Montlingen St. Gall: Une telle barrière paraîtrait plus adaptée pour un site de construction improvisé. © Jan Sulzer
Des installations improvisées en béton, en fil de fer et en rubans de signalisation
Des clôtures de chantier, des rubans rouge/blanc et des cônes de signalisation, des constructions en béton, des grillages et des barrières métalliques, des barrières levantes rouillées, parfois solitaires, parfois composés d'éléments disparates, sont mis en œuvre par les organismes officiels pour fermer les frontières. Souvent, ces barrages semblent improvisés, comme concoctés de toutes pièces à la hâte dans la remise de la Voirie.
«Ces ensembles d'éléments en béton, de clôtures de chantier et de rubans de signalisation sont comme des installations artistiques créées dans l'espace public », décrit Jan Sulzer, relatant son impression de ces barrages, qui semblent refléter aussi les particularités de chaque canton: à Bâle, les responsables misent plutôt sur des constructions légères en fil de fer, alors que, dans le Jura, la préférence est donnée aux barrières métalliques robustes, les éléments en béton massifs prédominant à Schaffhouse. «Cela m'a souvent fait sourire un peu quand j'ai découvert les différentes constructions, pour une part très bizarres.
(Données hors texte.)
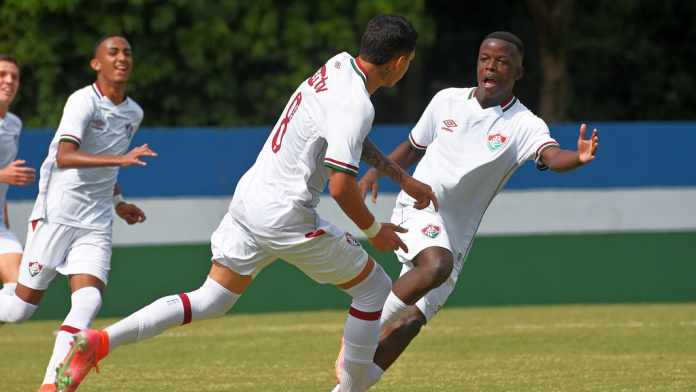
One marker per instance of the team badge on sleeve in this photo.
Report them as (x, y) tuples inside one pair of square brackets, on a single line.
[(351, 240), (496, 141), (431, 231), (35, 268)]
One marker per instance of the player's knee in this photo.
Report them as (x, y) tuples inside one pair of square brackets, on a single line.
[(211, 300), (438, 271), (14, 310), (370, 294), (411, 324)]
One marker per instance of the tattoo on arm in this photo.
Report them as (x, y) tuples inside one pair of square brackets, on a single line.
[(385, 166)]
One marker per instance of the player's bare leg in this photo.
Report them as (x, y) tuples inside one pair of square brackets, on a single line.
[(9, 270), (86, 300), (214, 298)]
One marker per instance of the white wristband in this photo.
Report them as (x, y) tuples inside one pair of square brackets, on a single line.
[(118, 199), (372, 231)]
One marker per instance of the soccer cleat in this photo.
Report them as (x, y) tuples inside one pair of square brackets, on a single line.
[(88, 347)]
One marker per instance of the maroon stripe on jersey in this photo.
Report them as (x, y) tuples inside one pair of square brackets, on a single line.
[(72, 137), (416, 145), (187, 308), (343, 164), (69, 329), (544, 146), (367, 316)]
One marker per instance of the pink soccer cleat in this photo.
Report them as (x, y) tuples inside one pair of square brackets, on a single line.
[(88, 348)]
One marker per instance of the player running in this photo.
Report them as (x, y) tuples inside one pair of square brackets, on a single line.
[(70, 226), (12, 172), (319, 136), (469, 141)]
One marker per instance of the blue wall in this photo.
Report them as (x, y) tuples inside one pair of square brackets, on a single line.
[(209, 162)]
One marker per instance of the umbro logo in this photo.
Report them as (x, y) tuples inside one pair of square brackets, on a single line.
[(449, 124)]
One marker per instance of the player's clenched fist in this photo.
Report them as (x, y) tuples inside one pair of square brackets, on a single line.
[(387, 239), (130, 213), (133, 156), (17, 174)]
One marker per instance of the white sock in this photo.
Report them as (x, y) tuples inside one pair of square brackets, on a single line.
[(361, 332), (210, 300), (374, 373), (394, 308), (8, 288), (14, 310), (86, 303)]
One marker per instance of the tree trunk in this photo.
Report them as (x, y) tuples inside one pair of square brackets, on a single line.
[(552, 19)]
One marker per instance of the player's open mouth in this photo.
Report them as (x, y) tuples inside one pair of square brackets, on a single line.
[(489, 82)]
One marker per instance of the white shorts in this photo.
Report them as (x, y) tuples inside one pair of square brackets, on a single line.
[(426, 229), (8, 241), (54, 248), (324, 252)]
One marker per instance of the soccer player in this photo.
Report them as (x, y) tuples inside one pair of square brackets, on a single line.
[(467, 143), (319, 136), (70, 226), (12, 172)]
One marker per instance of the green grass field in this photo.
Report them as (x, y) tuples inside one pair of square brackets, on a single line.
[(542, 348)]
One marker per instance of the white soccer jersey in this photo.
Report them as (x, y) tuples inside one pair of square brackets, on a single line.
[(83, 197), (10, 128), (470, 153), (323, 126)]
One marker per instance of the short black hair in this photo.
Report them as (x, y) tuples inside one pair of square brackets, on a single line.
[(9, 59), (104, 38), (385, 37), (508, 37)]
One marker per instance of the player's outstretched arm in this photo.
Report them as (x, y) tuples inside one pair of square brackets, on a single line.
[(344, 189), (129, 212), (17, 174), (560, 160), (70, 156), (385, 166)]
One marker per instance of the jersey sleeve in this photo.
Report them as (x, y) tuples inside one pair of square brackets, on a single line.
[(425, 130), (538, 139), (345, 139), (76, 116)]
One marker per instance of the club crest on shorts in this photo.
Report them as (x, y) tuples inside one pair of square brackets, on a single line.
[(431, 231), (496, 141), (351, 240), (35, 268)]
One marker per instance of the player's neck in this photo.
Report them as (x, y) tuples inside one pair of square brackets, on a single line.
[(373, 81), (490, 101), (116, 92)]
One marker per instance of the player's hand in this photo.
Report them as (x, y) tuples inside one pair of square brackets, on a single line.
[(130, 213), (369, 182), (133, 156), (423, 193), (17, 174), (387, 239), (587, 148)]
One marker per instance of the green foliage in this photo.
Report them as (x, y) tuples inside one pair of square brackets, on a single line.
[(197, 62)]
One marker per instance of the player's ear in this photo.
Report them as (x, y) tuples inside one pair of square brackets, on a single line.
[(95, 64)]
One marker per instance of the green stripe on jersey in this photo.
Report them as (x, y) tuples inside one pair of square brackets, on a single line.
[(341, 169)]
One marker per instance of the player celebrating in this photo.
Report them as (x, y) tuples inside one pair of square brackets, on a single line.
[(469, 142), (12, 172), (319, 136), (70, 226)]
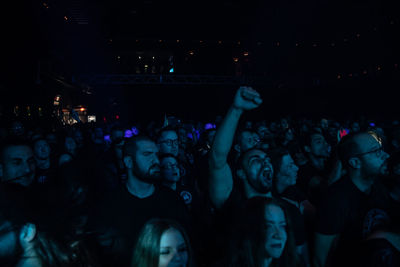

Parfois, seul un ruban de signalisation flottait au vent, d'autres passages par contre étaient sécurisés de manière multiple.»
Pour créer pour ses photos un style uniforme, Jan Sulzer développe un langage visuel spécifique, choisissant un objectif de 35 mm et un plein format numérique. Si le temps n'est pas favorable, il en profite pour faire des esquisses et trouver la perspective idéale. «Si je savais que c'était un point frontière intéressant, je m'y suis même rendu plus souvent pour obtenir l'image optimale.»
Ce qui frappe sur ces photos, c'est l'absence d'êtres humains. C'est un choix, que le photographe a fait très tôt. «Ainsi, l'observateur peut y projeter ses propres pensées et remplir les vides», explique Jan Sulzer.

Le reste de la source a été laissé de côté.